Bij besluit van 2 april 2002 - voorzover hier van belang - heeft de Minister het daartegen door appellant gemaakte bezwaar ongegrond verklaard.

Bij uitspraak van 2 september 2004, verzonden op 3 september 2004, heeft de rechtbank het tegen het besluit van 2 april 2002 door appellant ingestelde beroep ongegrond verklaard. Deze uitspraak is aangehecht.

Tegen deze uitspraak heeft appellant bij brief van 11 oktober 2004, bij de Raad van State ingekomen op 12 oktober 2004, hoger beroep ingesteld. Deze brief is aangehecht.

Bij brief van 21 december 2004 heeft de Minister van antwoord gediend.

De Afdeling heeft de zaak ter zitting behandeld op 15 maart 2005, waar appellant in persoon, bijgestaan door mr. A. van der Leest, werkzaam bij de Stichting Achmea Rechtsbijstand, en de Minister, vertegenwoordigd door mr. drs. A.H. Bruggeman, W.J. Wouters en mr. R.J. Steffens, werkzaam bij Rijkswaterstaat, zijn verschenen.

2. Overwegingen

2.1. Ingevolge artikel 3, eerste lid, van de Scheepvaartverkeerswet, zoals dat luidde ten tijde en voorzover hier van belang, kan toepassing van artikel 4 slechts geschieden in het belang van:

a. het verzekeren van de veiligheid en het vlotte verloop van het scheepvaartverkeer;

b. het instandhouden van scheepvaartwegen en het waarborgen van de bruikbaarheid daarvan;

c. het voorkomen of beperken van schade door het scheepvaartverkeer aan de waterhuishouding, oevers en waterkeringen, of werken gelegen in of over scheepvaartwegen.

Ingevolge artikel 4, eerste lid, aanhef en onder b, van de Scheepvaartverkeerswet worden bij algemene maatregel van bestuur regels gesteld met betrekking tot verkeerstekens.

Ingevolge artikel 5 van het Besluit administratieve bepalingen scheepvaartverkeer vermeldt de motivering van een verkeersbesluit in ieder geval welke doelstelling of doelstellingen met het besluit worden beoogd. Daarbij wordt aangegeven welke van de in artikel 3 van de wet genoemde belangen aan het besluit ten grondslag liggen.

Ingevolge artikel 9.03, eerste lid, van de Bijlage Binnenvaartpolitiereglement bij het Vaststellingsbesluit Binnenvaartpolitiereglement, voorzover thans van belang, is het verboden op de in bijlage 14, onder a, vermelde vaarwegen, of gedeelten daarvan, ligplaats te nemen (ankeren en meren).
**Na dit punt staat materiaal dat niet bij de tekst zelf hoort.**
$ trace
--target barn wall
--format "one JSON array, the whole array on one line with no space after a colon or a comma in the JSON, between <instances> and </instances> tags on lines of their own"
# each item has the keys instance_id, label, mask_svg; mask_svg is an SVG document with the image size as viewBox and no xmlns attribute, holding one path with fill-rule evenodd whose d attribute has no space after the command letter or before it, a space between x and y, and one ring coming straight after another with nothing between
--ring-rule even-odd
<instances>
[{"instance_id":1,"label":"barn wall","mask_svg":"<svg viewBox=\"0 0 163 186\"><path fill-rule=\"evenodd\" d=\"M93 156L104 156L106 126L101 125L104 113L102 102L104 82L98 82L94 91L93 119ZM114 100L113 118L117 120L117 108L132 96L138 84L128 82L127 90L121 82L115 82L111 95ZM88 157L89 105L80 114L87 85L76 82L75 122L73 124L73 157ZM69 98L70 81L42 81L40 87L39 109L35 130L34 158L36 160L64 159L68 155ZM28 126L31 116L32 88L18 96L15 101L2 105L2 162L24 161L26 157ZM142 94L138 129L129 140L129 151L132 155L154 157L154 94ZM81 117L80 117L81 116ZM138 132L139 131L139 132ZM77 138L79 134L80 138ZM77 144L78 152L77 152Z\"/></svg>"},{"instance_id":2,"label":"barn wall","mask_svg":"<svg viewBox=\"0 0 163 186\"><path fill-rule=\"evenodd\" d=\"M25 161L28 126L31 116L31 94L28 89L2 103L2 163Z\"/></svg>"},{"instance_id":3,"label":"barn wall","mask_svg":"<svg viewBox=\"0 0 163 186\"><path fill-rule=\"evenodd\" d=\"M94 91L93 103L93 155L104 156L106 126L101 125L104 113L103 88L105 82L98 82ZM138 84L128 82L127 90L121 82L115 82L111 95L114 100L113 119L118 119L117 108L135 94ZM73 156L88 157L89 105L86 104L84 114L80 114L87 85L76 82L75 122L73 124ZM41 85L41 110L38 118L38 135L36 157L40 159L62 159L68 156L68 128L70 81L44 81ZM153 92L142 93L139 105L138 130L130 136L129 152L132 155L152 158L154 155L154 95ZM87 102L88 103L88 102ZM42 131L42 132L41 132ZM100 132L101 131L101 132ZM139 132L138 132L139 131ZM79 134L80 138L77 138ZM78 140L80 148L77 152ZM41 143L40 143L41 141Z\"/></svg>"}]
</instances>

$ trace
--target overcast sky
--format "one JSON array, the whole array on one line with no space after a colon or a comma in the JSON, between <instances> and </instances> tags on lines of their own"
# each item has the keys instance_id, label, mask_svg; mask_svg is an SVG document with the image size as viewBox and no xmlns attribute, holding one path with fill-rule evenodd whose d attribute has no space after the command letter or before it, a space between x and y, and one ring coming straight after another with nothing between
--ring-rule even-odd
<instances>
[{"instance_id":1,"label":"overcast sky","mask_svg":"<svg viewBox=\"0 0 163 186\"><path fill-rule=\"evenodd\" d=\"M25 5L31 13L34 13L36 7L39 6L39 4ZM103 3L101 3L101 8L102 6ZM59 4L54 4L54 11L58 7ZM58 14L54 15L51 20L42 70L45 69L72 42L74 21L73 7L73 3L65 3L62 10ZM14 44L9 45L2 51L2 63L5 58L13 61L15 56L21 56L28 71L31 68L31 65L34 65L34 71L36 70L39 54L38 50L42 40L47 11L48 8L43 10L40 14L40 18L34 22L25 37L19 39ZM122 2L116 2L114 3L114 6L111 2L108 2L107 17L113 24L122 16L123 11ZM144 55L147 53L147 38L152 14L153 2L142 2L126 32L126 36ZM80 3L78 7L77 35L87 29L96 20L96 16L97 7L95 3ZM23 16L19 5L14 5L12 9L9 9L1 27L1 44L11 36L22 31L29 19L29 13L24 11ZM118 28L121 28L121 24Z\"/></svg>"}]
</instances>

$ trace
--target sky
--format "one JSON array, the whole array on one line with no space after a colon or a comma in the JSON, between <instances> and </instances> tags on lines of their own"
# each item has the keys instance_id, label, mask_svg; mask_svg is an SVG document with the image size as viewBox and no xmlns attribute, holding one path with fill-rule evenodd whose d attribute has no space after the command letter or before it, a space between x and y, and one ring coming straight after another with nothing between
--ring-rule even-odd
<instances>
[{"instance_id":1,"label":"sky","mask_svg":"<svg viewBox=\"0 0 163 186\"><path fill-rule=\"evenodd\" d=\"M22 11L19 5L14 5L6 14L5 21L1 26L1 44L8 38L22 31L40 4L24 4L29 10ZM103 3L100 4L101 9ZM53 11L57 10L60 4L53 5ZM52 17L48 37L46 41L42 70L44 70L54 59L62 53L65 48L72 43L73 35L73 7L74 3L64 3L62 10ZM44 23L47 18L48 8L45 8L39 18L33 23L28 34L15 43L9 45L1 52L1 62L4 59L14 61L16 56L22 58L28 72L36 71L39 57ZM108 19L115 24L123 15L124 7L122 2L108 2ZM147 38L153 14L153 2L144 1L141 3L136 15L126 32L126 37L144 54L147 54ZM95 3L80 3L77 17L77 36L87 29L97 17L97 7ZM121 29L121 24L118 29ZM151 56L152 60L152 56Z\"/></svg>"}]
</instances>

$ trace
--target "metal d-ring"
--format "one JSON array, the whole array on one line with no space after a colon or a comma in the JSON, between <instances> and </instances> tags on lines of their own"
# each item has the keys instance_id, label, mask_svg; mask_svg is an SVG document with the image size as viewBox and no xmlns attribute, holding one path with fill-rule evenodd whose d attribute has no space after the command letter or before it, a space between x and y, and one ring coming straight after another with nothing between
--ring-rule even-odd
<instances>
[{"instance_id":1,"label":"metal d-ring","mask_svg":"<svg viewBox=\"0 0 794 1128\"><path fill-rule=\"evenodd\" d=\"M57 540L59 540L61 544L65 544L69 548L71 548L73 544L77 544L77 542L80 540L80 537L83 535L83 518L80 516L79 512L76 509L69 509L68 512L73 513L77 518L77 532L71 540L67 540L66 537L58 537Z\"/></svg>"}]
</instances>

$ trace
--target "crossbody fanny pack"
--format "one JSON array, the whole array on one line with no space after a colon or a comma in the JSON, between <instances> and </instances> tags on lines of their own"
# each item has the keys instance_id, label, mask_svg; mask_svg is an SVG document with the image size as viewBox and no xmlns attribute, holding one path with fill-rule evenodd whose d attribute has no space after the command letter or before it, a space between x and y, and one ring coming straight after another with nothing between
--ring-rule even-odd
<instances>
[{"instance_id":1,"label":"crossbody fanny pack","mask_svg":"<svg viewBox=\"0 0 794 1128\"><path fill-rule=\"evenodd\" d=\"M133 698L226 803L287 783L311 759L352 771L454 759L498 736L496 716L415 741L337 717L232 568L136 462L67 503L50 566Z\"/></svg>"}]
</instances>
In bijlage 14, onder a, bij de Bijlage Binnenvaartpolitiereglement bij het Vaststellingsbesluit Binnenvaartpolitiereglement is onder meer het Merwedekanaal vermeld als vaarweg.

2.2. Appellant neemt sinds 1983 tegenover zijn woning aan de [locatie] te [plaats] in het Merwedekanaal jaarlijks van 1 april tot en met 30 november ligplaats in met zijn recreatievaartuig.

2.3. Appellant betoogt dat hem in het verleden is toegestaan om ter plaatse ligplaats in te nemen dan wel dat in ieder geval gedurende vele jaren zijn vaartuig ter plaatse is gedoogd. In al die jaren is er nooit sprake geweest van een nautisch probleem. Onder deze omstandigheden zou aan appellant ontheffing verleend moeten worden om ter plaatse ligplaats in te nemen.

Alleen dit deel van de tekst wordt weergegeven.